Maine to impose curfew on some businesses to slow virus
PORTLAND, Maine (AP) — Maine’s governor announced a plan Thursday to apply a curfew to some businesses in an attempt to slow the spread of the coronavirus.
The 9 p.m. closing time will apply to all outdoor and indoor amusement venues, movie theaters, performing arts venues and casinos, the administration of Democratic Gov. Janet Mills said. It will also apply to businesses that offer seated food and drink service, such as social clubs and restaurants.
The new rules are slated to apply until Dec. 6, Mills said. She said the new rules are intended to reduce extended gatherings during the holiday season.
“Returning to normal life sometime next year first requires us to survive the holidays this year,” Mills said.
Mills said more steps to reduce spread of the virus could be coming in the weeks ahead if Maine does not start to get the virus under control.
In other coronavirus news in Maine:
___
NEW CASES
The latest average positivity rate in Maine is 1.86%. State health departments are calculating positivity rate differently across the country, but for Maine, The Associated Press calculates the rate by dividing new cases by test specimens using data from The COVID Tracking Project.
The seven-day rolling average of the positivity rate in Maine has risen over the past two weeks from 1.28% on Nov. 4 to 1.86% on Nov. 18.

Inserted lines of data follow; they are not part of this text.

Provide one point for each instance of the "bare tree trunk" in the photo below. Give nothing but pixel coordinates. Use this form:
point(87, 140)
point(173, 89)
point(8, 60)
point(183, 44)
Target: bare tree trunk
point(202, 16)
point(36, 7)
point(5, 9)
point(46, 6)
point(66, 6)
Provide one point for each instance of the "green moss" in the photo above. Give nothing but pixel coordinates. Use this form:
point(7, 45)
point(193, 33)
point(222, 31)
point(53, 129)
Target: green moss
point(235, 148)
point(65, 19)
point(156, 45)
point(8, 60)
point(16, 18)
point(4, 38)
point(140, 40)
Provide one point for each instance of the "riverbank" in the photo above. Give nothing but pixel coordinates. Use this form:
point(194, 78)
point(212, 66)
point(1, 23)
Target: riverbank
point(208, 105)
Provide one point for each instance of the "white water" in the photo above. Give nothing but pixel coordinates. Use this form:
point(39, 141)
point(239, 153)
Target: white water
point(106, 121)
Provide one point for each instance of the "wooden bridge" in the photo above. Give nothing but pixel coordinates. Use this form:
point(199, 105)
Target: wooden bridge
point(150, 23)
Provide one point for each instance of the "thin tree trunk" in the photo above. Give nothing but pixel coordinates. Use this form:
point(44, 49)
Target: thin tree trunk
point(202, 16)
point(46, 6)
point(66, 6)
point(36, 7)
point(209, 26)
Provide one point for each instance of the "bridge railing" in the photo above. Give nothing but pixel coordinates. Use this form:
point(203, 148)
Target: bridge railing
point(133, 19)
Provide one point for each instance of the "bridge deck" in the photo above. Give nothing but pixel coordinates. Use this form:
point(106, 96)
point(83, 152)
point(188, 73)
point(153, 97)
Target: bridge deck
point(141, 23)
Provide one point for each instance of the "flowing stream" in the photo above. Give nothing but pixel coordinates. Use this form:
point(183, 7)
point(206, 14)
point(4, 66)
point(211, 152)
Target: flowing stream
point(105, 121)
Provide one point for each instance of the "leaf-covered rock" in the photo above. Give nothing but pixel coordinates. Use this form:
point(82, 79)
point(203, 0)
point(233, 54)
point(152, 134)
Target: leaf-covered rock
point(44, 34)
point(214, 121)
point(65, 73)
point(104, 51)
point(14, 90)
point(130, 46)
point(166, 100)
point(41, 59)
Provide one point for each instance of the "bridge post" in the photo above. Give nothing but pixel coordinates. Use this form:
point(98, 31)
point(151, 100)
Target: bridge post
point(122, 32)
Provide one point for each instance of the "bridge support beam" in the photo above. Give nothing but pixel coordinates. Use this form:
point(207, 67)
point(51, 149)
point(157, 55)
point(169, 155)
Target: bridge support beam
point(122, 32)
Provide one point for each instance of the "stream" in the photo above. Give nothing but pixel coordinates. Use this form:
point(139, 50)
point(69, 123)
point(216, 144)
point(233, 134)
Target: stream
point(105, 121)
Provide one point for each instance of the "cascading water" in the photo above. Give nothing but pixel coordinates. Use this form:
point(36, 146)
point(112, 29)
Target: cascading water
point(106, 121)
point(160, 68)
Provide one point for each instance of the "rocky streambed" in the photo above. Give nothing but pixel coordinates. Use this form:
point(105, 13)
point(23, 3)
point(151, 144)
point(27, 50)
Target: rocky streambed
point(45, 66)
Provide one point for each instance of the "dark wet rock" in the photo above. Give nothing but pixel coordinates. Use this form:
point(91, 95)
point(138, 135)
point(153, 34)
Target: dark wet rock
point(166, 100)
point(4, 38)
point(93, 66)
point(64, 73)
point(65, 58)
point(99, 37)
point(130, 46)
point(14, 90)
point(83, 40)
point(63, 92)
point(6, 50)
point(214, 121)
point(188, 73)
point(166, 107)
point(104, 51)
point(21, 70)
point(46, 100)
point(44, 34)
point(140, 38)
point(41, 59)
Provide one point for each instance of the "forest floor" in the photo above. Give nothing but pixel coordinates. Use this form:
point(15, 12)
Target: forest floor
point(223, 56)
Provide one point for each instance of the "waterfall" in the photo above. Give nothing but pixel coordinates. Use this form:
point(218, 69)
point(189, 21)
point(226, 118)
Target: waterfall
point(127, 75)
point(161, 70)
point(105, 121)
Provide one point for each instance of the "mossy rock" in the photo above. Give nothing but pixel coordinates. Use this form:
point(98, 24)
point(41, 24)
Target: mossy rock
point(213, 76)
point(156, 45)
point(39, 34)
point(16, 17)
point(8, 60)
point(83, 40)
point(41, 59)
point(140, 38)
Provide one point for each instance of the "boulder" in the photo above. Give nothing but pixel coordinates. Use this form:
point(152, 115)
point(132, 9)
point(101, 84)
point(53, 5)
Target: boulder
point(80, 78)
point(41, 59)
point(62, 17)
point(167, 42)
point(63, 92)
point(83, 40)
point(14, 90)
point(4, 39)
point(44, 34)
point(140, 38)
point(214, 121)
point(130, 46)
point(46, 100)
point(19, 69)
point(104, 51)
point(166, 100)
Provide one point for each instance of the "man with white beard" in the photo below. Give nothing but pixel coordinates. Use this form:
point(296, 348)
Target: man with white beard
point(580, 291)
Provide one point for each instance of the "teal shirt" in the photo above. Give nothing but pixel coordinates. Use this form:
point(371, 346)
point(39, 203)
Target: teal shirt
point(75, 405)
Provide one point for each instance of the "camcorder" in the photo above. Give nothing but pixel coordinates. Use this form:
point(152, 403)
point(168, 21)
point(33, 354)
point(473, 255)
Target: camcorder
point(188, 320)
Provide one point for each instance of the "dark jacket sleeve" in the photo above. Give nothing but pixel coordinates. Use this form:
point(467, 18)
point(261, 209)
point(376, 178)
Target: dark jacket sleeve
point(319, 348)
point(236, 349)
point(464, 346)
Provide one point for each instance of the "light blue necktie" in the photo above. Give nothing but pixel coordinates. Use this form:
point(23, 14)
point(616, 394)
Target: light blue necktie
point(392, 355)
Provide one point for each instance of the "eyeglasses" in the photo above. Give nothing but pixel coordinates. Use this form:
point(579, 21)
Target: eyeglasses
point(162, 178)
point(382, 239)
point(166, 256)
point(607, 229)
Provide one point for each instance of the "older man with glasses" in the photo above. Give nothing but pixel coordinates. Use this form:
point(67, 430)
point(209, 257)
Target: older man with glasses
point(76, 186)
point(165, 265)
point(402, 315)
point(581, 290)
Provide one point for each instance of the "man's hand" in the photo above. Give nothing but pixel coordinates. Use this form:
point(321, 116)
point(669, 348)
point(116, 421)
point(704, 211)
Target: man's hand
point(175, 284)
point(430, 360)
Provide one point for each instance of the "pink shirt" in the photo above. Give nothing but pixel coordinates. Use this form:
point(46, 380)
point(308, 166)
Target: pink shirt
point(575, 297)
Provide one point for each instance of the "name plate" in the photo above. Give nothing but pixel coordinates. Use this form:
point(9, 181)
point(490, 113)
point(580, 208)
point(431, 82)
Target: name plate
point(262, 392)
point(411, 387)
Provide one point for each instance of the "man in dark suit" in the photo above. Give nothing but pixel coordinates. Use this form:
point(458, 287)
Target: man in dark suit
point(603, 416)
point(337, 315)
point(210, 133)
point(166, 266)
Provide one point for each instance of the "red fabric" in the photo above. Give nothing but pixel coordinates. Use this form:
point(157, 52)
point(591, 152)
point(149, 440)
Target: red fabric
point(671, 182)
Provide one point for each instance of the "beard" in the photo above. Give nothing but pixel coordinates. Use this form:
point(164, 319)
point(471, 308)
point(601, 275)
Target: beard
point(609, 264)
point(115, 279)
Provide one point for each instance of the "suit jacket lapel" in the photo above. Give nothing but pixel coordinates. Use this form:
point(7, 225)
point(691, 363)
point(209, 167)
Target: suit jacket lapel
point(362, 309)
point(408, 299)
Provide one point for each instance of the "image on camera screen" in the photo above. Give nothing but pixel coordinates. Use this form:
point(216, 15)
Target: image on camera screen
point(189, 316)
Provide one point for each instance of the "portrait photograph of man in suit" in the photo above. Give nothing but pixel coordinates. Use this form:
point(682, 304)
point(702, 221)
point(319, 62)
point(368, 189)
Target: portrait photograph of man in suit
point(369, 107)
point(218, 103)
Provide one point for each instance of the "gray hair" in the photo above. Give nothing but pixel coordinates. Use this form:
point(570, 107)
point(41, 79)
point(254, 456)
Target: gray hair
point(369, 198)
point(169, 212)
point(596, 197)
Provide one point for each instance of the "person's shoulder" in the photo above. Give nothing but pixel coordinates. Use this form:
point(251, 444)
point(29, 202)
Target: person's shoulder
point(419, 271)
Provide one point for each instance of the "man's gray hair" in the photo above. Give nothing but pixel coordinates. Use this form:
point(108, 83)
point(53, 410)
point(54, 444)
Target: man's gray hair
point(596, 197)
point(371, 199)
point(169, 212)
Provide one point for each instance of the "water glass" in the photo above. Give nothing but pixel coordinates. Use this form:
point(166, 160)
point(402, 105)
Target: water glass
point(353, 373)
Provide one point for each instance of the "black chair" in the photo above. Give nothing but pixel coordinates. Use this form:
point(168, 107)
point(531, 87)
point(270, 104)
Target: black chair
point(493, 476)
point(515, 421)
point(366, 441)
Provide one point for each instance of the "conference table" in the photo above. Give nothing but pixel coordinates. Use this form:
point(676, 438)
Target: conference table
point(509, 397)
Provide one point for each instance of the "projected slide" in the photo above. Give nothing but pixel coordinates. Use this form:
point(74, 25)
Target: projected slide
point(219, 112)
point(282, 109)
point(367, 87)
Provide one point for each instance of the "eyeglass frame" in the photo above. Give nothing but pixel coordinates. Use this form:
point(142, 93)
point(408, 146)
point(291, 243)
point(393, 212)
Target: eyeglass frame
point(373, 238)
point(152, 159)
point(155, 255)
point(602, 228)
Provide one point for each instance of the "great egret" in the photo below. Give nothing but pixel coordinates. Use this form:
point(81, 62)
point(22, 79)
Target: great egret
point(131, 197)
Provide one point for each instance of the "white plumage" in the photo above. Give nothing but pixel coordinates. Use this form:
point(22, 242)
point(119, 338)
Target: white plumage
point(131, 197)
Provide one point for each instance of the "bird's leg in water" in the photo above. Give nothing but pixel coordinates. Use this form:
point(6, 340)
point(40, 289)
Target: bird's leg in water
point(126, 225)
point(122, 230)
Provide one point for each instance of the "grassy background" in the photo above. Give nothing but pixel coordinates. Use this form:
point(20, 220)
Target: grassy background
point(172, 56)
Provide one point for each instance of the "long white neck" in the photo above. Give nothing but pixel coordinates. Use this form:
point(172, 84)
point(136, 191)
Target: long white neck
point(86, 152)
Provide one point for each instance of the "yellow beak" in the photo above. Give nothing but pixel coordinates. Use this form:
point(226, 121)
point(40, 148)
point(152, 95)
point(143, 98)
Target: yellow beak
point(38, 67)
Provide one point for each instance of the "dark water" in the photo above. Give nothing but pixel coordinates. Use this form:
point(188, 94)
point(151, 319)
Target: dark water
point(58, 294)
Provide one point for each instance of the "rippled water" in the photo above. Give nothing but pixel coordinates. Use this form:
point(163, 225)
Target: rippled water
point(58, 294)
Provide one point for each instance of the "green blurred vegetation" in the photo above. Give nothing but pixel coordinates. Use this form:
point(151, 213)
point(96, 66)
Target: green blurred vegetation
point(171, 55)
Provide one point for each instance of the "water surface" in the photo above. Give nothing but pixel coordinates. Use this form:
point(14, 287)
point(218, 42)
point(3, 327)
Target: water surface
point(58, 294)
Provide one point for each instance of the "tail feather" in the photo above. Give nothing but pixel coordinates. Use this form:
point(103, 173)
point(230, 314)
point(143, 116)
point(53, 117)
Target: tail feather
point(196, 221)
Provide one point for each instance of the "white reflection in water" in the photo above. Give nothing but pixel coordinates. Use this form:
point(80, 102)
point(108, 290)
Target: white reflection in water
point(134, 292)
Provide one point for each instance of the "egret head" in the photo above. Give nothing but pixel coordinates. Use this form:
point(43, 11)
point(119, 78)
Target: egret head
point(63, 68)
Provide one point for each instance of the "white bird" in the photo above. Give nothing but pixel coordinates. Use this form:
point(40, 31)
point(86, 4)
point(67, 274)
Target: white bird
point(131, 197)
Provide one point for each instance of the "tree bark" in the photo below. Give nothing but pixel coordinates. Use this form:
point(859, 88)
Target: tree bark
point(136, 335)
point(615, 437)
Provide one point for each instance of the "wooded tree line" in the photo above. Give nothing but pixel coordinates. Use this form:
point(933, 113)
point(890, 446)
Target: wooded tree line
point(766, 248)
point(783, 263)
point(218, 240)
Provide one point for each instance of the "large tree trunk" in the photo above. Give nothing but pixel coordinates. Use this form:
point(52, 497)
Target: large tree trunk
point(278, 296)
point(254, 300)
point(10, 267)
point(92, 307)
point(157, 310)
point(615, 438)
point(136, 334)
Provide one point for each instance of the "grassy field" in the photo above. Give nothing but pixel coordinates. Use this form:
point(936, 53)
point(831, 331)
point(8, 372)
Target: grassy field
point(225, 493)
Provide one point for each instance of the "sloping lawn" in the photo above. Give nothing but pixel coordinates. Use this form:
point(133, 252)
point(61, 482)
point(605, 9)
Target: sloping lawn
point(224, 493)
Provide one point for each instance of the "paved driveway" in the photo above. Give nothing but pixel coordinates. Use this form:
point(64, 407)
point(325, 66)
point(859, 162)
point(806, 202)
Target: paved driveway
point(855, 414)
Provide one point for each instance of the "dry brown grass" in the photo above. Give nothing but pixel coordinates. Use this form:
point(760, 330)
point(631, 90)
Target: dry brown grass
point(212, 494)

Maine officials have reported more than 9,700 cases of the coronavirus and 171 deaths since the pandemic began.
—
CONTACT TRACING
With COVID-19 surging at the same time as flu season, the Maine Center for Disease Control will investigate coronavirus infections only based on a positive lab test.
Contact tracers will no longer investigate people who had close contact with someone who’s infected, even if they’re showing symptoms, unless there’s a positive test, the Maine Center for Disease Control said.
The change is because of the arrival of influenza, which has symptoms resembling COVID-19, said Dr. Nirav Shah, director of the Maine CDC.
The “adjustment ensures that all available COVID-19 response resources can be focused on lab-positive cases,” he said Wednesday.
Dr. Dora Anne Mills, the chief health improvement officer for MaineHealth, said the change in policy makes sense.
“The state has recognized that they have staffing limitations. You need to spend those resources where they can be most effective, on positive cases,” she told the Portland Press Herald.
With so many cases, it was already becoming difficult to investigate every person who may have had close contact with those who are infected.